A ceremony was held last Friday to celebrate the 30th anniversary of the High-level Tibetan Buddhism College of China in Beijing, capital of China.
Zhang Yijiong, Executive Vice Minister of the United Front Work Department of CPC (the Communist Party of China) Central Committee, was present and gave a speech at the ceremony.
Zhang Yijiong said the past 30 years has seen the college create a new model to train a number of monks by combining together traditional monastery teaching method with modern academy education, contributing a lot to the inheritance and development of Tibetan Buddhism.
The ceremony was presided over by Wang Zuoan, director of the State Administration for Religious Affairs of the People's Republic of China (PRC), and attended by more than 180 representatives from Buddhism colleges in Tibet and Tibetan-inhabited areas in Qinghai, Gansu, Sichuan and Yunan Province.
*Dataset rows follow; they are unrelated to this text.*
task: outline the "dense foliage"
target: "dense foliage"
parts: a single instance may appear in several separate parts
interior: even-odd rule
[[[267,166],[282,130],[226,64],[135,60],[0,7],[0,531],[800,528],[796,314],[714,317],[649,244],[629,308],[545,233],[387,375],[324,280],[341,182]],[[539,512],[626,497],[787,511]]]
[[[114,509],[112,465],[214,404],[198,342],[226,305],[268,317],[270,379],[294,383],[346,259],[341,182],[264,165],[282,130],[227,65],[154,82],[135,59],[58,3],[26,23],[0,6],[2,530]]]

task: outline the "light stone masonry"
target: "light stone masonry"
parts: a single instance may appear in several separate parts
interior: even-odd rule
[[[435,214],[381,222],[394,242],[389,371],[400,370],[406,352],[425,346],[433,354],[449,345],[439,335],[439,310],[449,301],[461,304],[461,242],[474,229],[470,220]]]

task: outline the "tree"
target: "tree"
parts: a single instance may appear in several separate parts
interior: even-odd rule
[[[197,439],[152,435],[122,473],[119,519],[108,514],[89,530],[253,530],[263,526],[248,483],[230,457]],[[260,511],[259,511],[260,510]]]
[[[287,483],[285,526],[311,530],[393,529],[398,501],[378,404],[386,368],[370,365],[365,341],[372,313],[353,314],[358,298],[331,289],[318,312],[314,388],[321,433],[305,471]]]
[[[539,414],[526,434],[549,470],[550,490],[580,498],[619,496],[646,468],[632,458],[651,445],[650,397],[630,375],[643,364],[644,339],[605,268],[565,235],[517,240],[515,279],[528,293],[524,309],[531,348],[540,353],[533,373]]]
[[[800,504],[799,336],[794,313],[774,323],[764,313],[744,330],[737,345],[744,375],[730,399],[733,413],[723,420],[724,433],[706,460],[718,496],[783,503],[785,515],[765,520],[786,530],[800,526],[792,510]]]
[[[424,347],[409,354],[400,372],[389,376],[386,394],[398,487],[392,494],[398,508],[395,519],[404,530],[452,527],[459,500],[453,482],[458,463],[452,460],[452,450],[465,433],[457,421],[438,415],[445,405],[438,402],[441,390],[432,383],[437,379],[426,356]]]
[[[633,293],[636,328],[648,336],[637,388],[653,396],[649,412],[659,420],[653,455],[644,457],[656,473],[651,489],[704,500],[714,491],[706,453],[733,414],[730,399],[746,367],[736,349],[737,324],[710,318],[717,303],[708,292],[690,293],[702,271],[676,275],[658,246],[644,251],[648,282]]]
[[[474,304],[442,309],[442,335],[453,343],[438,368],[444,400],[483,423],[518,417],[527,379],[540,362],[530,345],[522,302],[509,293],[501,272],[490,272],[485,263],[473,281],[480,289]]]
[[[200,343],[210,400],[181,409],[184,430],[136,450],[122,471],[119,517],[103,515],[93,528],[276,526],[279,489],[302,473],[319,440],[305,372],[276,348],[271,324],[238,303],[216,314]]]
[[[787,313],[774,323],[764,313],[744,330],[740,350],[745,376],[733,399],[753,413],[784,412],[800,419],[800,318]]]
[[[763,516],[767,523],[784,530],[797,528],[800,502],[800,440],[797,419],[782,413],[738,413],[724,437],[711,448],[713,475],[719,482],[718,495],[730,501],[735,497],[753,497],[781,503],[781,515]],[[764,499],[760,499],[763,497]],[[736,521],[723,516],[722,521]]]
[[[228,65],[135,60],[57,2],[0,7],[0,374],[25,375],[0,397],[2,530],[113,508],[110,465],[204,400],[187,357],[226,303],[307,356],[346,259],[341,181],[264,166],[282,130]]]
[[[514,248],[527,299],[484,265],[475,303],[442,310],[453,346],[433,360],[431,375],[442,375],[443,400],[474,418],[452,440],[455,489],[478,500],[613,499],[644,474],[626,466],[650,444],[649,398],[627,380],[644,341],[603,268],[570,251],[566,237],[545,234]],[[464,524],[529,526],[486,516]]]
Proposed by the 10th Panchen Lama and Zhao Puchu, the then director of the Buddhist Association of China, the High-level Tibetan Buddhism College of China was founded in Beijing on September 1, 1987.
In 2004, it established the advanced title ranking system of Tibetan Buddhism and there are currently 148 monks who have earned advanced titles and 100 monks have become teaching masters or hold a post in Buddhist monasteries and organizations.